We haven’t wanted remote working to be only ‘recorded’ learning, even though there have been some brilliantly inventive filmed materials for staff and pupils alike while Highgate@Home. Being re-connected with pupils in live lessons and tutorials was last week’s uplift in morale: as I strolled past Madame Pettitt greeting her and Mrs Hyam’s Year 8 form, or Felix grinning as he hailed Mr Kenmir across the waves, on my way upstairs to my book-lined den (co-occupied by Felix’s drum kit) to see, yes, actually see, and to hear my Year 9 Germanists, it was as if the April showers which have watered and nourished parched parks and gardens were reviving and replenishing us and our relationships. At risk of becoming a hologram head, I just began to feel as though those I care for and care about were not only there but here, and that I am with them, with you.

I made a journey I count as essential into school at the end of last week. Bureaucratically speaking, I needed to collect stamps (birthdays in the Pre-Prep still need celebrating!), pick up files not yet in digitised format and to sign documents; more essentially still, I needed to record this week’s assembly (we haven’t quite dared go live for a whole school assembly) which I wanted to do from school. I wagered that most would be feeling some pangs of withdrawal from the familiar sights and sites, so decided to film a few words from the library which, as you will know, is named after Highgate’s most significant scholar historian, Sir Martin Gilbert. Walking, talking and recording on a mobile ‘phone introduces new hilarity, it must be said, but our wonderful comms team managed to fix the more risible shots with beautiful stills of the library we know and love.

I was reminded of Sir Martin because I have a small collection of his brilliant ‘history through maps’ series on the shelves of the room adjacent to my temporary study: one of the shorter walks I take to get a bit of variety and movement in the ‘seated-prisoner-to-the-laptop routine’ takes me past the bookshelves either side of a big window overlooking the garden. Usually my eye is drawn to the trees, and it still is, but the temptation to roam through the books is keen at the moment, and I happened on Sir Martin’s Jewish History Atlas. It’s one of a number of books I’ve bought, stored, packed and unpacked, and not yet read.
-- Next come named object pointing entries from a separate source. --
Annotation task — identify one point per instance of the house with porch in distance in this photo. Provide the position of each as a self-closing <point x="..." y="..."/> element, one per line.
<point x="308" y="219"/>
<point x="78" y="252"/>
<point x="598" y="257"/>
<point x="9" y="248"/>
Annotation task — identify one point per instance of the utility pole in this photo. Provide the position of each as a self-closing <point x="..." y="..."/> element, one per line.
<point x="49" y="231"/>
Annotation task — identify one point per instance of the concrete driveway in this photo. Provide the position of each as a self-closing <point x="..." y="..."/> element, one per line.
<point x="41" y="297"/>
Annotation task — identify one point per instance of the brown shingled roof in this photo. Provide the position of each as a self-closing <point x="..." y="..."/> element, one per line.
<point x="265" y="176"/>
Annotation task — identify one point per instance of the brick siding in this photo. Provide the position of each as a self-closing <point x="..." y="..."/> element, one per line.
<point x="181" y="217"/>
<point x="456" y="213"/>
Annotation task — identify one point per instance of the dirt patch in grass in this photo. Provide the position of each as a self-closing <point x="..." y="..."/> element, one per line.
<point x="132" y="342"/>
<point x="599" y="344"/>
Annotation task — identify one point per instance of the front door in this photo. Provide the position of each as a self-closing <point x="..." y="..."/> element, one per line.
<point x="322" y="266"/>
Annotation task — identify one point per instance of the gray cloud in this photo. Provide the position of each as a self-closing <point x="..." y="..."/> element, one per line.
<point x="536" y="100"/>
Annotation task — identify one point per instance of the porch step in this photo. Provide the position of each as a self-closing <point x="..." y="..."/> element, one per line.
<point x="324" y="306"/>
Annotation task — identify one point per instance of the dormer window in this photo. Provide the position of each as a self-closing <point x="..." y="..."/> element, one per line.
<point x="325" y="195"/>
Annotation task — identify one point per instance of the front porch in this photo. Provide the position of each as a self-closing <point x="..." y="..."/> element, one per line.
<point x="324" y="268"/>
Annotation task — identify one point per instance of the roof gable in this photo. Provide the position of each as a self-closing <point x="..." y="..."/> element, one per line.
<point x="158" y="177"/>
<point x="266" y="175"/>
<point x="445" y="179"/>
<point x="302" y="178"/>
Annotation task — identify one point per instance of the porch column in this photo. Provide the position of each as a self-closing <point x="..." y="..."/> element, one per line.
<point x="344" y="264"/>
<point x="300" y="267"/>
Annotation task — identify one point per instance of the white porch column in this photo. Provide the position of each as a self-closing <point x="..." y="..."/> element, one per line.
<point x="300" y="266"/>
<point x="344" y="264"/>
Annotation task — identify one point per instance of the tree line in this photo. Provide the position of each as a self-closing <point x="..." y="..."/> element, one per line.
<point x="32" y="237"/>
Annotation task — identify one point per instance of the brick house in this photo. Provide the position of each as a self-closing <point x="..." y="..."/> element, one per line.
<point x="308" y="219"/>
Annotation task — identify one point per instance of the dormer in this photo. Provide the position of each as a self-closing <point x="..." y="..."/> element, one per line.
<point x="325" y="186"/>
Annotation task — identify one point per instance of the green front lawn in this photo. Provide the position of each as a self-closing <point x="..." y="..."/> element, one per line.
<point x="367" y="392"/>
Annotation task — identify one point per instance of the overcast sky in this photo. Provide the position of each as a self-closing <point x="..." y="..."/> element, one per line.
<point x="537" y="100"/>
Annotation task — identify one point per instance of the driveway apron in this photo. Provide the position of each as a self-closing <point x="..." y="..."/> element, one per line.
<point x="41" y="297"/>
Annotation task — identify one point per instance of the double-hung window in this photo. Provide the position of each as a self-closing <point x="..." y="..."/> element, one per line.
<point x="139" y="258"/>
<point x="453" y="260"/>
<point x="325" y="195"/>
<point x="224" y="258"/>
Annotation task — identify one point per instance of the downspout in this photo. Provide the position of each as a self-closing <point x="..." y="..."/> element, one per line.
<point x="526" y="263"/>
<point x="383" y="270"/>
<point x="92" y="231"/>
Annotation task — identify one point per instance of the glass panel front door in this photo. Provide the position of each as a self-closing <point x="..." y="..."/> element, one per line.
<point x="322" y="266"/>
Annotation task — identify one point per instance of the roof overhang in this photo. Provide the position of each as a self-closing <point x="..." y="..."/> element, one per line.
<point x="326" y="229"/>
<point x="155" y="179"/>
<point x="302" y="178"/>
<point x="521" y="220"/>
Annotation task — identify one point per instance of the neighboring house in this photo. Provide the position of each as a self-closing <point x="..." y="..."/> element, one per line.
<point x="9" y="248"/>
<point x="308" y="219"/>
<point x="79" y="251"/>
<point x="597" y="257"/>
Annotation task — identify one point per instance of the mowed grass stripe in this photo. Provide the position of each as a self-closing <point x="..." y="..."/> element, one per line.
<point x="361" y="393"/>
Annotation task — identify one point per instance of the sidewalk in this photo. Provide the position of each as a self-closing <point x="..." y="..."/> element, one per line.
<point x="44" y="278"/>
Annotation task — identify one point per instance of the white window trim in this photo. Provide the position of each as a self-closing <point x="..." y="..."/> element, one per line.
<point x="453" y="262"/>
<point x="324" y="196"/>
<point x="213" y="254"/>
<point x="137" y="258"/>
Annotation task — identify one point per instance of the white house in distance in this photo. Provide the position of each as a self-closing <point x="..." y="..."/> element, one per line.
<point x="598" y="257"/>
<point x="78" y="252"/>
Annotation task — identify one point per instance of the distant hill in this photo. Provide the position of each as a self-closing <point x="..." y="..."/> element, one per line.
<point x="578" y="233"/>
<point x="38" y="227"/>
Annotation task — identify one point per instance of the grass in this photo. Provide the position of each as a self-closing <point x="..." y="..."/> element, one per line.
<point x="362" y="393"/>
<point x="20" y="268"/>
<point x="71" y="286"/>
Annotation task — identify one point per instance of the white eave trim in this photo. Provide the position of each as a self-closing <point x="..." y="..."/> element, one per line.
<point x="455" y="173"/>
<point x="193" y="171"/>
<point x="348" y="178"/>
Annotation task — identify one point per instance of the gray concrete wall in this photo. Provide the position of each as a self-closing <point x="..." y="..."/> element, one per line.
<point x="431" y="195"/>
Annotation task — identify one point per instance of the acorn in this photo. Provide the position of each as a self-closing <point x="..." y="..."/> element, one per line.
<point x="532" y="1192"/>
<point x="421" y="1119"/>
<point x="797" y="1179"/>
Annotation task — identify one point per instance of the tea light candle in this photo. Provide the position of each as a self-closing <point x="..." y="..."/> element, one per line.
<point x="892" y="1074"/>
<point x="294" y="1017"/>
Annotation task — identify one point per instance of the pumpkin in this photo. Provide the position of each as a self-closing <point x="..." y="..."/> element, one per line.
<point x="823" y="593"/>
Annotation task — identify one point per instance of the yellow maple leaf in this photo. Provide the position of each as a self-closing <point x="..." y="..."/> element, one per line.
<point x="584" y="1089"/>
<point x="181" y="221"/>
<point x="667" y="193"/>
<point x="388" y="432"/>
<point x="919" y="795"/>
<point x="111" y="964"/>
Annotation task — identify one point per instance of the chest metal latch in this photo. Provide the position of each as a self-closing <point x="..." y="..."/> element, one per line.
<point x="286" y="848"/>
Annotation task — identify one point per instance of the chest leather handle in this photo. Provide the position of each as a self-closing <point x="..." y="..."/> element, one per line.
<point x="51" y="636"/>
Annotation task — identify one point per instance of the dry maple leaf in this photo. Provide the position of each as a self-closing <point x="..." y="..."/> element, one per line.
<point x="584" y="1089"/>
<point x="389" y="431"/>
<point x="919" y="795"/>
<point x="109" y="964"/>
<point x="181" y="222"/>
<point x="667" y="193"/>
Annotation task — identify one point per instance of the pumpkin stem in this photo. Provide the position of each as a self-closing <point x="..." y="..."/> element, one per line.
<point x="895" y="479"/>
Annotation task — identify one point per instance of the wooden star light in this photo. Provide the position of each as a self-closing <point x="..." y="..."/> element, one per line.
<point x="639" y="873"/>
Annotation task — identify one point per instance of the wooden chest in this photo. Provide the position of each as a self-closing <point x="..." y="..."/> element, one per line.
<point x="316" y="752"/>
My father was a great buyer of maps, one of his very few indulgences for a man who didn’t seem to put much store by possessions. But we had, in the pre-Google maps era, road maps, historic maps, bridle and footpath maps, maps you could fold and maps you had to roll. He read them like books, and absorbed their intricate knowledge so that on foot or on wheel, he would decipher from memory the landscape around him, picking out the least well-travelled path or lane, amusing himself as he ignored the bossy injunctions of road signs devised to send the uninformed traveller on the most favourable, most easily navigable route.

Flicking through Sir Martin’s maps of Jewish emigrations and expulsions I wished I made maps of all kinds more central to my life, and resisted better the temptations of quick, take-away knowledge. But I also became conscious of yet another silver lining of this temporary way of living: chancing to find things, one of the great pleasures of browsing a bookshop or a library’s shelves, needs us to have spare minutes and not to be in a hurry: the perfect conditions to feed one’s idle curiosity, even when we’re busy!